Sina Trinkwalder, sogenannte „Sozialunternehmerin“ aus Augsburg, holte während der Dialogreihe „Schweitzer trifft…“ mit Sozialminister Alexander Schweitzer (SPD) zum Rundumschlag aus – gegen die gängig Unternehmerpraxis in Deutschland und auch gegen die Politik.

Trinkwalder, ehemals Werbe-Frau, gründete vor drei Jahren das Textilunternehmen „manomama“, um schwer vermittelbare Arbeitskräfte wieder in Lohn und Brot zu bringen: „Jeder hat seine Fähigkeiten. Und für Jeden gibt es Arbeit“, lautet ihr Credo.

Heute beschäftigt sie 140 Menschen, die allenfalls als „Sozialkrüppel“ gälten und die kein Jobcenter mehr hätte vermitteln können: Menschen mit Handicap, Ältere, Alleinerziehende. 10 Euro die Stunde Grundgehalt ist allen Beschäftigten sicher, wer mehr leisten möchte, erreicht auch schon mal einen Lohn von 14 oder 15 Euro. Eingebracht hat sie ihr Eigenkapital von 2 Millionen Euro. Staatliche Mittel oder Bankkredite gab es nicht: Ein Unternehmensprojekt wie ihres sei weder für Politik noch Banken interessant gewesen, erzählt Trinkwalder.

Das dürfte sich allmählich ändern, Trinkwalder ist zum Medienliebling avanciert. Dennoch will sie es halten wie bisher: “Wir sind frei und niemandem verpflichtet. Nach Abzug aller Ausgaben bleibt mindestens eine schwarze Null übrig.“

Gewinne werden umgehend in neue Arbeitsplätze investiert. „Und wenn was übrig bleibt, verfressen wir das zusammen“, sagt die Liebhaberin deutlicher Worte, die laut eigenen Angaben einen hirarchielosen Umgang mit ihren Abgestellten pflegt. „Wir sind alle gleich.“ Die weiblichen Mitarbeiter nennt sie „ihre Ladys“: „Weil es welche sind. Wirkliche, tolle Ladys.“

Für ihre fast 40% Arbeitnehmer mit Handicap plädierte Trinkwalder für Selbstbestimmung. So habe man ihr von Amts wegen eine Übersetzerin für eine taubstumme Mitarbeiterin aufdrängen wollen, was die Betroffene jedoch als unangenehm empfand und vehement ablehnte. Ebenso ein Mitarbeiter mit Kleinwuchs, der eine spezielle Maschine bekommen sollte. „Die Menschen wollen keine Sonderbehandlung, sondern nur ganz normal akzeptiert werden“, sagte Trinkwalder.
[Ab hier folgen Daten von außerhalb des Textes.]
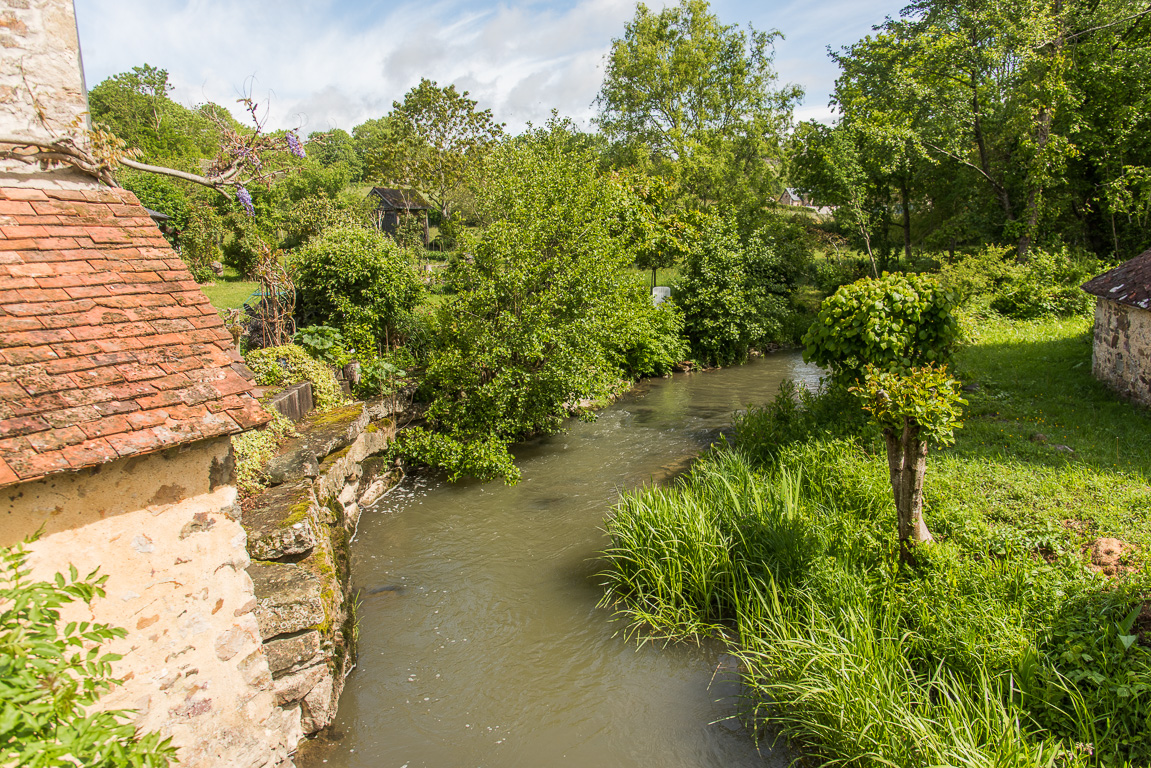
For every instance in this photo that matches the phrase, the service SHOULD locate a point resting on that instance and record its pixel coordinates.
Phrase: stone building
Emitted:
(1121, 352)
(119, 390)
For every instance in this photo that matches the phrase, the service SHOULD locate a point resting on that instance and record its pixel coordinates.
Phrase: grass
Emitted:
(229, 291)
(1001, 647)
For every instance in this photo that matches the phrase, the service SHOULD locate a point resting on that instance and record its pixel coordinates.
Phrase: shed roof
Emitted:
(107, 346)
(401, 199)
(1128, 283)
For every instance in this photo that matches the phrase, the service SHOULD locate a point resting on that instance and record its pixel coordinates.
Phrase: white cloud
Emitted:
(321, 63)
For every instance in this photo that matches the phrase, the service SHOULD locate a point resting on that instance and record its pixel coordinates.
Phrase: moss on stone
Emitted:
(296, 514)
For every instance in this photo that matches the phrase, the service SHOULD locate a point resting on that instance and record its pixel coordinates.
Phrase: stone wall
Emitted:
(1121, 354)
(165, 529)
(298, 537)
(42, 83)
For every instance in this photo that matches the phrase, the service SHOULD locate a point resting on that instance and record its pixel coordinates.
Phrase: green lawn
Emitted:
(229, 291)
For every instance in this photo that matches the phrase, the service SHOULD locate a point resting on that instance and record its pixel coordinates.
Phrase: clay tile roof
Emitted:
(1128, 283)
(107, 346)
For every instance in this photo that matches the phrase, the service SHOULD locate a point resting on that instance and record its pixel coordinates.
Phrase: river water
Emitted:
(493, 652)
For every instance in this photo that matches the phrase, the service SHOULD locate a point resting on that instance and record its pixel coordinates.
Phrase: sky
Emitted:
(317, 65)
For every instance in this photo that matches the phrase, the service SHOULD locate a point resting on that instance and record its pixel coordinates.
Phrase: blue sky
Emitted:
(333, 63)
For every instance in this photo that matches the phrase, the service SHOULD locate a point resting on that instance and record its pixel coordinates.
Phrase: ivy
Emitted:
(52, 675)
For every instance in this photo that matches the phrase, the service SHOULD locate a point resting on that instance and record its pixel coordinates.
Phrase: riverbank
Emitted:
(1019, 638)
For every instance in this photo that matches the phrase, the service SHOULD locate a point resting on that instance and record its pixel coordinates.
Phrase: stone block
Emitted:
(280, 522)
(294, 652)
(295, 402)
(296, 686)
(288, 598)
(294, 464)
(319, 705)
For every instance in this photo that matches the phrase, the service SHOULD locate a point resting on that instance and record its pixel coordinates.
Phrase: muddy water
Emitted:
(494, 652)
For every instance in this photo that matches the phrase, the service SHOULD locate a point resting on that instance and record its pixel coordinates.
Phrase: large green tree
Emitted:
(1012, 121)
(546, 316)
(428, 141)
(699, 98)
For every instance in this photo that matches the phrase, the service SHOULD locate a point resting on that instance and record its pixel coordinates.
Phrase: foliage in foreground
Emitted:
(986, 661)
(999, 647)
(51, 674)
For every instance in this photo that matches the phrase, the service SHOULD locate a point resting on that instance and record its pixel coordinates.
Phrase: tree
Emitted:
(893, 322)
(546, 316)
(1019, 122)
(699, 97)
(428, 141)
(734, 295)
(51, 676)
(358, 280)
(914, 409)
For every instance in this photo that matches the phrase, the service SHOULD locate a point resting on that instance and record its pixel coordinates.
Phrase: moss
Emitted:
(296, 514)
(347, 413)
(290, 364)
(253, 449)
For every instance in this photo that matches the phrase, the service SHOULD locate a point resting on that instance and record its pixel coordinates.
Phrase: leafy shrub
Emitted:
(355, 278)
(199, 241)
(290, 364)
(830, 273)
(253, 449)
(325, 343)
(380, 377)
(734, 296)
(546, 314)
(1047, 286)
(51, 675)
(892, 322)
(793, 416)
(649, 341)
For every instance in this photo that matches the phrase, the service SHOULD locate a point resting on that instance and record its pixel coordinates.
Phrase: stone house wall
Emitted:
(166, 530)
(1121, 355)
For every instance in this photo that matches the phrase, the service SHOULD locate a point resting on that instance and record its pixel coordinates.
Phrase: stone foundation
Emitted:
(165, 529)
(1121, 354)
(298, 535)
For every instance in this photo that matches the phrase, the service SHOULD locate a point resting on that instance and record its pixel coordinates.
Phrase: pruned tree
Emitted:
(913, 408)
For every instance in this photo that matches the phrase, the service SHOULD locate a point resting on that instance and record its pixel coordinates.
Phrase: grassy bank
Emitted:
(1005, 646)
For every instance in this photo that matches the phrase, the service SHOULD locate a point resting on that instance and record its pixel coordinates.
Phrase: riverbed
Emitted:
(487, 647)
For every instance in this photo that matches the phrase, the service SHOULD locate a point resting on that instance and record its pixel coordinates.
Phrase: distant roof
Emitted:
(107, 346)
(1128, 283)
(401, 199)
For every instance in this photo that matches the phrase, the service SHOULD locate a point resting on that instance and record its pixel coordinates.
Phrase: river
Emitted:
(492, 653)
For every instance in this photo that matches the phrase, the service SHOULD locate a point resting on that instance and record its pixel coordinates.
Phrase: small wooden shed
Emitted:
(1121, 352)
(396, 203)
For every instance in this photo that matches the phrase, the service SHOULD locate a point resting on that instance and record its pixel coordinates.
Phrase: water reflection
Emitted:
(495, 653)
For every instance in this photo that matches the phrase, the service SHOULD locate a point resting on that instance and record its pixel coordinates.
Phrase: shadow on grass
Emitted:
(1037, 401)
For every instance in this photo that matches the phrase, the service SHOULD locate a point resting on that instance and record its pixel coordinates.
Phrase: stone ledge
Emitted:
(288, 598)
(280, 522)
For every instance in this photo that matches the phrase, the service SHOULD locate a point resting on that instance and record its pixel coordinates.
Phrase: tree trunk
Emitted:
(906, 195)
(907, 462)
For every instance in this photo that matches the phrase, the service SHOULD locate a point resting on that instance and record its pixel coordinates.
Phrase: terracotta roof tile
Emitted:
(107, 347)
(1128, 283)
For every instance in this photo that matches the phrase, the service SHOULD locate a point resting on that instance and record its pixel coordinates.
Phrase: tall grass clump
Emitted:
(999, 647)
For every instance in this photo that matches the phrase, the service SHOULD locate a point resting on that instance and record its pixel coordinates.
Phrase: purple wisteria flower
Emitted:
(245, 199)
(295, 145)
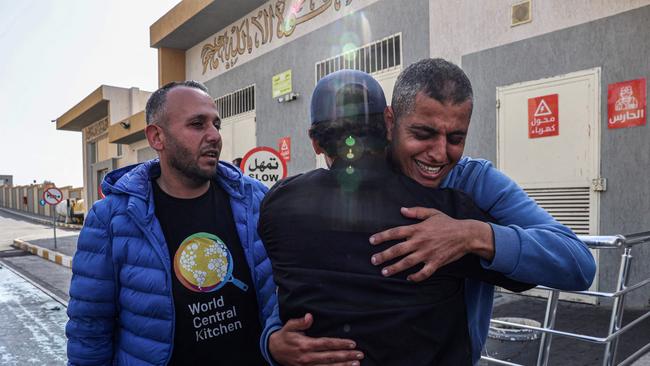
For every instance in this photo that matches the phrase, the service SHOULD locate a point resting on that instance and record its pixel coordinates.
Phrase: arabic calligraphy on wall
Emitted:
(274, 21)
(626, 104)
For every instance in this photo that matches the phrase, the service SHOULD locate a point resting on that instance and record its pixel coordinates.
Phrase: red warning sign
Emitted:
(626, 102)
(284, 147)
(543, 116)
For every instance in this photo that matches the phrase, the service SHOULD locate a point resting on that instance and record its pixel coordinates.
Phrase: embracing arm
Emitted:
(527, 245)
(530, 245)
(92, 308)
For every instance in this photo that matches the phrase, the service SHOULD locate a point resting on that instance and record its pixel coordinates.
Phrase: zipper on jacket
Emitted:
(148, 234)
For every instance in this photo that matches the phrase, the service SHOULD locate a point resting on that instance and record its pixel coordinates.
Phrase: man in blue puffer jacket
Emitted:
(169, 268)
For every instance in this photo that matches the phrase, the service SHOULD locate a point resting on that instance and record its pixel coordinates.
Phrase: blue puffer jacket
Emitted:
(121, 308)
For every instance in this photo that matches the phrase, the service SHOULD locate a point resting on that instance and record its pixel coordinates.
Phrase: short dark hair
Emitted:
(368, 131)
(436, 78)
(155, 110)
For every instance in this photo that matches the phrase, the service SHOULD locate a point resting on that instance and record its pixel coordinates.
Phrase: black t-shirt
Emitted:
(217, 320)
(315, 228)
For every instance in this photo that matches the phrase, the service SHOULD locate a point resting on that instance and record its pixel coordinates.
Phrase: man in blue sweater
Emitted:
(169, 269)
(427, 124)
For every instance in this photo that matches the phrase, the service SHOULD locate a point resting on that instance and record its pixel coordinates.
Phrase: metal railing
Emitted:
(615, 330)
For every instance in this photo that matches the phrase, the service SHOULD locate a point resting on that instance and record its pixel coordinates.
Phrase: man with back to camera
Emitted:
(169, 268)
(427, 125)
(315, 228)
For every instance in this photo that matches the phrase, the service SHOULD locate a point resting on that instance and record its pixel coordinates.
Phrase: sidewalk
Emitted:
(572, 317)
(45, 220)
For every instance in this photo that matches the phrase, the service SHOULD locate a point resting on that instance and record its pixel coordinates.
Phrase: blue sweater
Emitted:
(121, 307)
(530, 245)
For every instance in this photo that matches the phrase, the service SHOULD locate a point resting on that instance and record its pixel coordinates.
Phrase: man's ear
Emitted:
(317, 148)
(155, 136)
(389, 120)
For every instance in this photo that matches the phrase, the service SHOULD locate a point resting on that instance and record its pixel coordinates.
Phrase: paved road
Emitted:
(32, 331)
(13, 227)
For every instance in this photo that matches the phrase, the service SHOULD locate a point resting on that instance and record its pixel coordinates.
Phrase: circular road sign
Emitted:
(264, 164)
(52, 196)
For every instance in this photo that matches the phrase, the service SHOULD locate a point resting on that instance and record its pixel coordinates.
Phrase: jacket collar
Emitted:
(135, 180)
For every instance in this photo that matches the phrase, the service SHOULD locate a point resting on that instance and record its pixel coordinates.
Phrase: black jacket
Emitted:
(316, 226)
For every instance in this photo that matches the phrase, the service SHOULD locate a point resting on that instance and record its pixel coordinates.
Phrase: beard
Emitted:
(182, 160)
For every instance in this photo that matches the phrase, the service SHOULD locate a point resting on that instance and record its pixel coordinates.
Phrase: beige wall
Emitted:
(473, 25)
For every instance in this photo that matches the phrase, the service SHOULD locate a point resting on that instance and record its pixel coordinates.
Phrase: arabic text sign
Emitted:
(264, 164)
(52, 196)
(282, 84)
(543, 116)
(626, 102)
(284, 147)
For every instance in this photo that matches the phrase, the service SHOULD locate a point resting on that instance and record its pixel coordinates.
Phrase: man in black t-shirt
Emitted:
(169, 269)
(315, 227)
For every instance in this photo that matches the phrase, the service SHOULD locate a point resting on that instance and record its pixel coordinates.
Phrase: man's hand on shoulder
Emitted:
(435, 242)
(290, 346)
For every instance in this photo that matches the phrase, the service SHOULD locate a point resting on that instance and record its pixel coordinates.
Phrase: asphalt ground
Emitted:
(576, 318)
(572, 317)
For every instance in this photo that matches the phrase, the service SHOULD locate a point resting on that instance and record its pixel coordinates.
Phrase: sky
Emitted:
(53, 53)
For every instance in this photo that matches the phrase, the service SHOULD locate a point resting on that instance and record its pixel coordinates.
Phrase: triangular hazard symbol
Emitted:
(543, 109)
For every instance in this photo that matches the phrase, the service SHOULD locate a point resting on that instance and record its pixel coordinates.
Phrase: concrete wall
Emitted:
(463, 26)
(12, 198)
(619, 46)
(275, 120)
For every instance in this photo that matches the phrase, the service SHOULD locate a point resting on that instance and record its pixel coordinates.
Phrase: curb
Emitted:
(41, 220)
(56, 257)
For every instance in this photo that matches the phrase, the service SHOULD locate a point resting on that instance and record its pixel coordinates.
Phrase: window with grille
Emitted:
(569, 206)
(383, 55)
(238, 102)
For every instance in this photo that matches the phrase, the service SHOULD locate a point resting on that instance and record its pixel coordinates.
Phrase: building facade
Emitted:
(111, 122)
(545, 77)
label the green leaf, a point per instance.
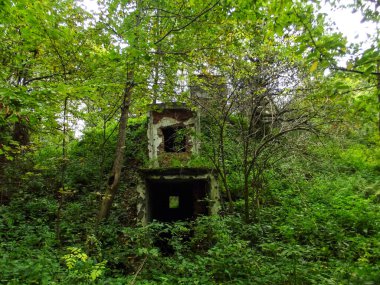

Über 80 Zuhörer drängten sich in der Vinothek Kimmle, um den Schlagabtausch zwischen Sozialunternehmerin und Sozialminister zu verfolgen, darunter auch zahlreiche Unternehmer. Ja, auch die gäbe es in der SPD, sagte Schweitzer, und nicht wenige.

Die anwesenden Geschäftsinhaber bekamen auch sogleich von Trinkwalder eine verbale Klatsche: Sie sei „maximal enttäuscht“, dass nicht mehr Unternehmer „Eier in der Hose“ hätten. „In der Wirtschaft gibt es für Jeden einen Platz. Man muss handeln und nicht ständig jammern.“ Übel nahm ihr den saloppen Ton niemand, im Gegenteil, Trinkwalders Schwung und bodenständiger Charme kamen an.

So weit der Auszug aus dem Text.